Так перед Карасевом в первый же день приезда в Угодский Завод возникла загадка: кто совершил кражу фотографий? В чьи руки попали фотоснимки активистов района?
В коридоре послышались шаги, и в комнату неожиданно вошел Гурьянов. Своей крупной фигурой он как бы сразу заполнил небольшое помещение.
— Не ждали? — спросил он. — Я ненадолго… Знаете, я все о возможных партизанских делах думаю, аж голова разрывается. Партизаны — это тот же народ. А я всегда среди народа, такая уж должность у меня. Прикидываю, кто лучше подойдет, на кого положиться сможем, чтобы не ошибиться.
— А вы уверены, что непременно придется партизанить?
— Фронт совсем близко. Нам придется бить фашистов с тыла, чтобы помочь Красной Армии. В соседних районах тоже готовятся, а я на ус наматываю. В делах хозяйственных я не отставал, а в боевых уж подавно не хочется плестись в хвосте.
— Это мне по душе, — проговорил Карасев.
ПРОИСШЕСТВИЕ В ЛЕСУ
Знакомство с бойцами 48-го истребительного батальона началось утром следующего дня. Карасеву не терпелось посмотреть, как выглядят люди, которым, может быть, скоро придется надолго оставить семьи, привычную работу и стать лесными воинами, да и вообще хотелось поближе познакомиться с жизнью и бытом своих новых «земляков». Задолго до построения батальона Карасев вместе с Гурьяновым, Курбатовым, Кирюхиным и Улановым побывал на ткацкой фабрике, в леспромхозе, на крахмальном заводе. Везде он видел обыкновенных штатских людей, пожилых и молодых, в рабочих рубашках и спецовках, занятых своими обычными делами. Никаких «военных признаков» ни у кого Карасев не обнаружил, и лицо его становилось все более хмурым. «Вот так бойцы, — думал он, — что же я с ними буду делать, как воевать буду?»
Знакомил с угодчанами командира «истребителей» Курбатов, и Карасев не переставал удивляться тому, что каждого рабочего и служащего секретарь райкома знал не только по имени и отчеству, но знал многое о его семье, о заболевшей жене, об успехах сына или дочери в школе, о неполадках и трудностях на работе.
По тому, как рабочие обращались к Гурьянову и Курбатову, по их теплевшим глазам, грубоватой, но дружеской сердечности в разговорах с ним, по неизменному «А-а, Михайлыч, привет, Алексеич, хорошо, что приехал!» — Карасев понял, что секретаря райкома и председателя райисполкома не только уважают, но и любят. «Отличным комиссаром был бы», — думалось Карасеву, когда в десятый или двадцатый раз перехваченный тем или иным рабочим Гурьянов, останавливался на пути и, слегка наклонив голову, внимательно слушал собеседника.
А Карасев и его спутники терпеливо ждали, стоя несколько поодаль, чтобы не мешать откровенному разговору, разговору по душам.
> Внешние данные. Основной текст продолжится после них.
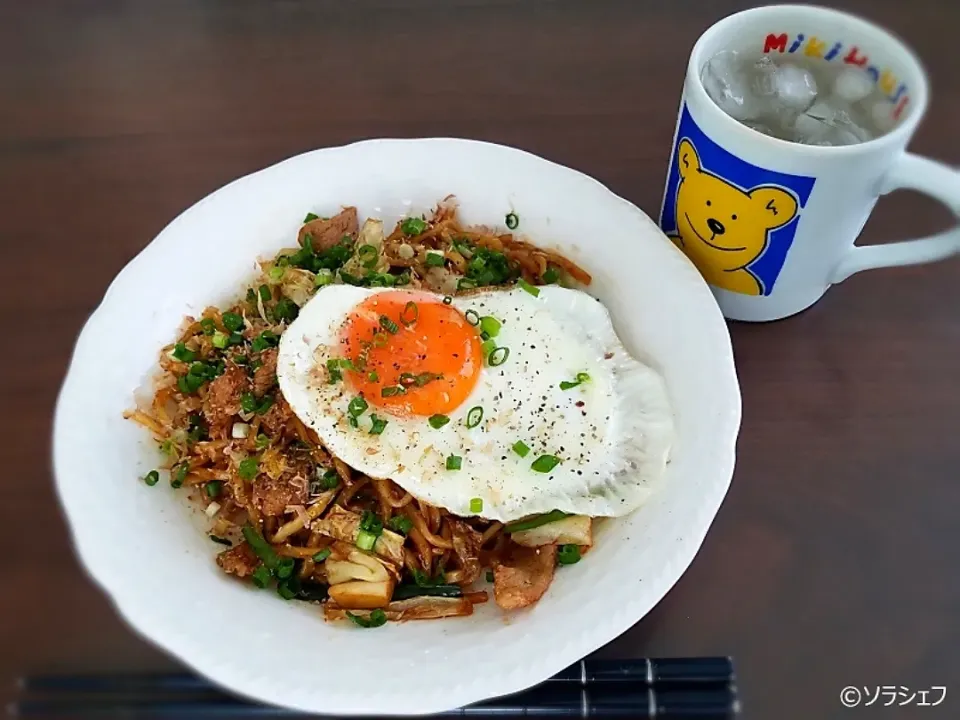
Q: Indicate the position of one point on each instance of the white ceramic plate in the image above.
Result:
(151, 555)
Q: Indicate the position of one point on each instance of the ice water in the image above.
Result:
(801, 100)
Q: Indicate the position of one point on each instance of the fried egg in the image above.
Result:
(502, 403)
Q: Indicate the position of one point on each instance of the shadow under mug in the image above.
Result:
(771, 224)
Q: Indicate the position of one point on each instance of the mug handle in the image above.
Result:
(932, 178)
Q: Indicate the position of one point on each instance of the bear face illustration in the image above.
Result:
(722, 228)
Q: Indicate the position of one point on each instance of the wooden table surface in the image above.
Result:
(834, 560)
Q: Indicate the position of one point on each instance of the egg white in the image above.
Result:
(612, 433)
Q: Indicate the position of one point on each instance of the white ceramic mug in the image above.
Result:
(788, 214)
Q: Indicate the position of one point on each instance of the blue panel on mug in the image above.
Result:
(734, 220)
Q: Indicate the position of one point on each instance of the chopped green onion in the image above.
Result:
(333, 369)
(424, 378)
(490, 325)
(377, 425)
(410, 313)
(329, 480)
(535, 521)
(248, 402)
(581, 378)
(286, 309)
(285, 568)
(285, 591)
(181, 353)
(376, 618)
(413, 226)
(474, 416)
(568, 554)
(532, 289)
(265, 404)
(248, 468)
(389, 325)
(357, 406)
(462, 246)
(545, 463)
(498, 356)
(261, 577)
(366, 540)
(368, 255)
(521, 448)
(371, 522)
(401, 524)
(265, 340)
(177, 478)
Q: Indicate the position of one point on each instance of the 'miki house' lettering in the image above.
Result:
(892, 88)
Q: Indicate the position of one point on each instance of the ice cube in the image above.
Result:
(794, 88)
(852, 85)
(762, 77)
(881, 113)
(826, 124)
(814, 124)
(760, 127)
(727, 84)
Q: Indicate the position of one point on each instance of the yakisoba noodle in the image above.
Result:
(289, 515)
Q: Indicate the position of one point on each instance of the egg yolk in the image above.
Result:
(411, 353)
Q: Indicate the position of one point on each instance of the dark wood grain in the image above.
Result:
(834, 559)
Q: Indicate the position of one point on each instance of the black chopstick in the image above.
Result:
(649, 703)
(644, 671)
(668, 689)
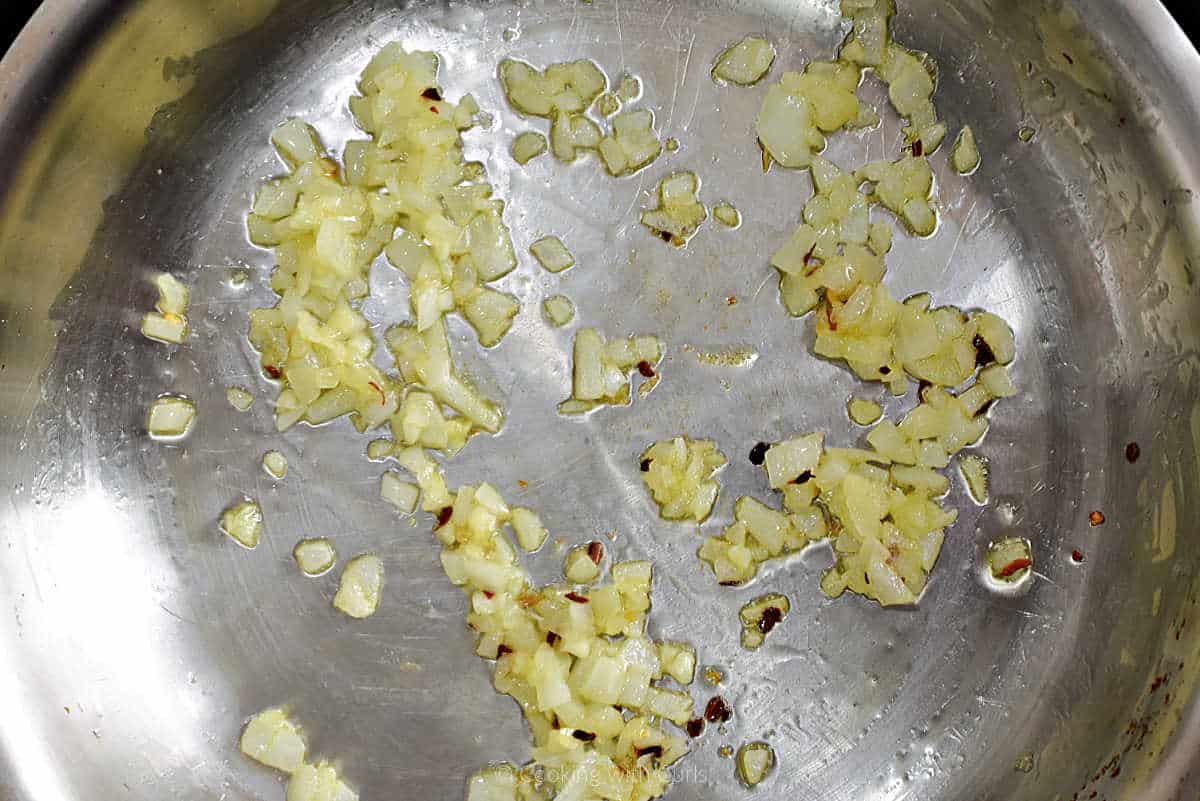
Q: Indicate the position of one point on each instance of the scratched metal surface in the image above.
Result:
(135, 638)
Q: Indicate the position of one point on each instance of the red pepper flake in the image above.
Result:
(1013, 566)
(771, 618)
(717, 710)
(383, 398)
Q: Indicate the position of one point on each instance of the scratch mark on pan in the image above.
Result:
(621, 35)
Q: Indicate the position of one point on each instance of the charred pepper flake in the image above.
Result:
(771, 618)
(717, 710)
(984, 354)
(1013, 566)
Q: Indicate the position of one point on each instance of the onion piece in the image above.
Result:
(965, 155)
(580, 567)
(760, 616)
(360, 586)
(745, 62)
(171, 417)
(315, 556)
(679, 212)
(165, 327)
(727, 215)
(318, 782)
(755, 762)
(270, 738)
(679, 475)
(244, 523)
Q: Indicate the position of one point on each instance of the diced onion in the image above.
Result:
(274, 740)
(579, 567)
(171, 416)
(275, 463)
(318, 782)
(965, 156)
(360, 586)
(165, 327)
(244, 523)
(745, 62)
(679, 212)
(727, 215)
(315, 556)
(755, 762)
(975, 475)
(760, 616)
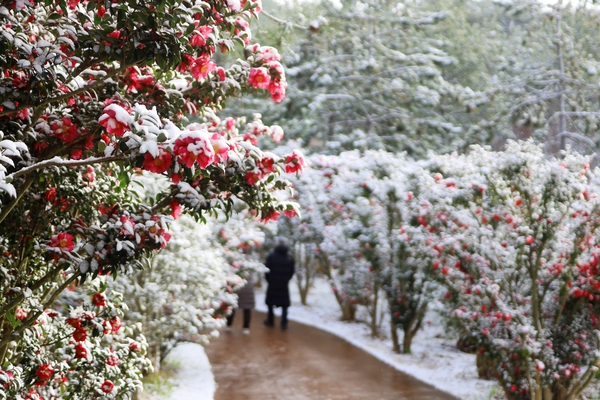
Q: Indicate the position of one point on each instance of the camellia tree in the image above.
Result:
(515, 239)
(90, 92)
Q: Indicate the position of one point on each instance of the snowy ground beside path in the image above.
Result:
(194, 379)
(435, 359)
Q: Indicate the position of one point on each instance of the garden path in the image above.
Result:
(304, 363)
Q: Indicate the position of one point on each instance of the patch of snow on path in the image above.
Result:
(435, 359)
(194, 379)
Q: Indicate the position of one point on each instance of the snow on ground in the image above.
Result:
(194, 379)
(435, 359)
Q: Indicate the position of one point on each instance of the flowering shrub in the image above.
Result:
(92, 92)
(177, 296)
(514, 238)
(82, 351)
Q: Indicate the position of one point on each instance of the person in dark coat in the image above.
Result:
(281, 270)
(246, 303)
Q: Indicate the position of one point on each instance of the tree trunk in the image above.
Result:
(374, 314)
(395, 341)
(407, 341)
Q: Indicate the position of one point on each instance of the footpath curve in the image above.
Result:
(304, 363)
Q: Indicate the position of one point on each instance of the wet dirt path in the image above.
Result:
(303, 363)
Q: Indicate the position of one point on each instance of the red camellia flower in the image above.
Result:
(107, 386)
(295, 163)
(65, 130)
(199, 36)
(21, 314)
(99, 300)
(201, 67)
(159, 164)
(50, 194)
(44, 372)
(63, 241)
(80, 351)
(115, 119)
(74, 322)
(115, 324)
(259, 78)
(112, 360)
(80, 334)
(274, 216)
(290, 213)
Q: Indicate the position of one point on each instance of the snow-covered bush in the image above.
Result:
(92, 92)
(79, 351)
(515, 246)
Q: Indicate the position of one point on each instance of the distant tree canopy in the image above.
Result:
(439, 75)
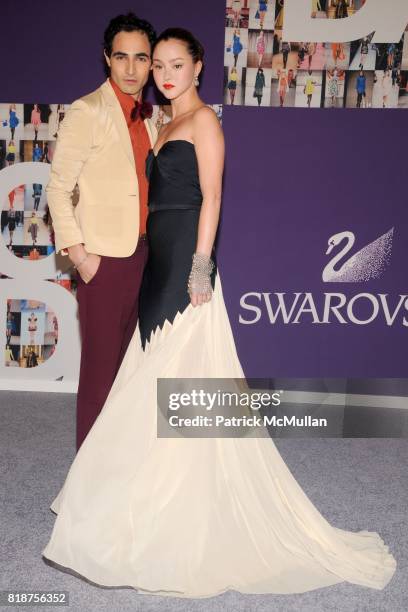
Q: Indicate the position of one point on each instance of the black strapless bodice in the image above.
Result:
(175, 200)
(173, 177)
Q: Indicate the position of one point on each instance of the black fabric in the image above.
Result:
(172, 226)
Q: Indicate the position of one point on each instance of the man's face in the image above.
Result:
(130, 62)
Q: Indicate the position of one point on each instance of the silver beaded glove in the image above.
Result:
(199, 280)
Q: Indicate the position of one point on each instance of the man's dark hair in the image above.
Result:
(126, 23)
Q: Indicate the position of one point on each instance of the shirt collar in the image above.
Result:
(126, 101)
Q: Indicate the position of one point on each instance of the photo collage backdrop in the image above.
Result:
(263, 69)
(28, 133)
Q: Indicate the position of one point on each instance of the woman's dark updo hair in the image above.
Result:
(126, 23)
(194, 47)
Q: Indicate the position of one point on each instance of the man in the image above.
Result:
(37, 190)
(102, 146)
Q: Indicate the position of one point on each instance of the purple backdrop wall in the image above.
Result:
(293, 178)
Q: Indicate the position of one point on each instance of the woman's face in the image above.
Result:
(173, 68)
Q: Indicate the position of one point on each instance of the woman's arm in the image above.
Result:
(209, 144)
(210, 149)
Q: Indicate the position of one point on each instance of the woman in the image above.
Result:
(341, 9)
(232, 84)
(11, 224)
(286, 48)
(262, 8)
(309, 88)
(280, 9)
(361, 89)
(9, 327)
(260, 47)
(33, 228)
(236, 45)
(259, 85)
(37, 152)
(36, 120)
(338, 52)
(11, 153)
(311, 50)
(32, 327)
(13, 119)
(282, 86)
(386, 85)
(191, 517)
(316, 6)
(333, 86)
(363, 52)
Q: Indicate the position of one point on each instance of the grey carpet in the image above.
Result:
(355, 483)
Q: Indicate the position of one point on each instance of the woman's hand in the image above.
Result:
(199, 281)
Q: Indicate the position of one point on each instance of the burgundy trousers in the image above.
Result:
(108, 312)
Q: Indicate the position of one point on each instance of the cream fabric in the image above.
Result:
(94, 151)
(195, 517)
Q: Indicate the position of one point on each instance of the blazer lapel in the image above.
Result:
(151, 131)
(119, 119)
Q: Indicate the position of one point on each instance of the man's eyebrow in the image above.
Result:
(141, 54)
(176, 59)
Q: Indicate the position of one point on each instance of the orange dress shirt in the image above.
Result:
(141, 146)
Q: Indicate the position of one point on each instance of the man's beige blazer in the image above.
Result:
(94, 150)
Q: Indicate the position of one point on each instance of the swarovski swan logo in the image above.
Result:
(362, 308)
(369, 262)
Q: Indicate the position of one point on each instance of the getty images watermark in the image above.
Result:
(225, 408)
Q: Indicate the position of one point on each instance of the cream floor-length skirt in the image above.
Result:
(195, 517)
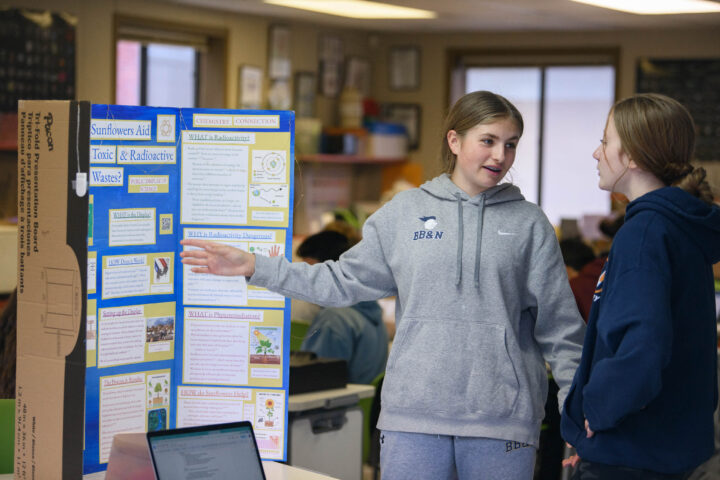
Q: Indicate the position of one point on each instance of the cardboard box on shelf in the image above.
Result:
(52, 245)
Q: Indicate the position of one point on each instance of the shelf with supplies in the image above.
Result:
(349, 159)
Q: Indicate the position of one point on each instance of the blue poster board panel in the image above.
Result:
(167, 347)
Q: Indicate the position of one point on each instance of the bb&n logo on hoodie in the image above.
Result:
(429, 223)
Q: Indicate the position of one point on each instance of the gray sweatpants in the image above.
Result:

И лейтенант начинал еще яснее понимать, что ему многое следует перенять у коммуниста Курбатова, «глубоко штатского человека», как он охарактеризовал Александра Михайловича при первой встрече с ним в районном комитете партии. Поучиться надо и у Гурьянова, который был не только «хозяином» района, но и своим, близким каждому угодчанину.
— Чем вы недовольны? — спросил Кирюхин, заметив хмурое выражение лица Карасева.
Карасев ответил нехотя:
— Вид у людей больно гражданский… мирный.
— А они такие и есть, мирным трудом заняты, — заметил Гурьянов. — Военной науке на предприятиях и в колхозах не обучаются и солдатское обмундирование не получают.
— Да, люди все гражданские, мирные, — вмешался в разговор подошедший Курбатов. — И весь наш народ — он тоже мирный. Но уж если пришлось взяться за оружие, то воевать будет по-настоящему.
Они медленно пошли к центру села. Курбатов, видимо, задетый за живое, продолжал рассуждать вслух:
— Советский человек проверяется не по внешнему виду, хотя в армии, как я понимаю, внешний вид тоже имеет немаловажное значение. Но главное — в сознательности, в убежденности человека, в его готовности не пожалеть своих сил на общее дело. Иной тихий и незаметный рабочий или колхозник может в трудную минуту проявить такие боевые качества, что вы только ахнете от удивления. Так что не спешите с выводами, Виктор Александрович, не спешите.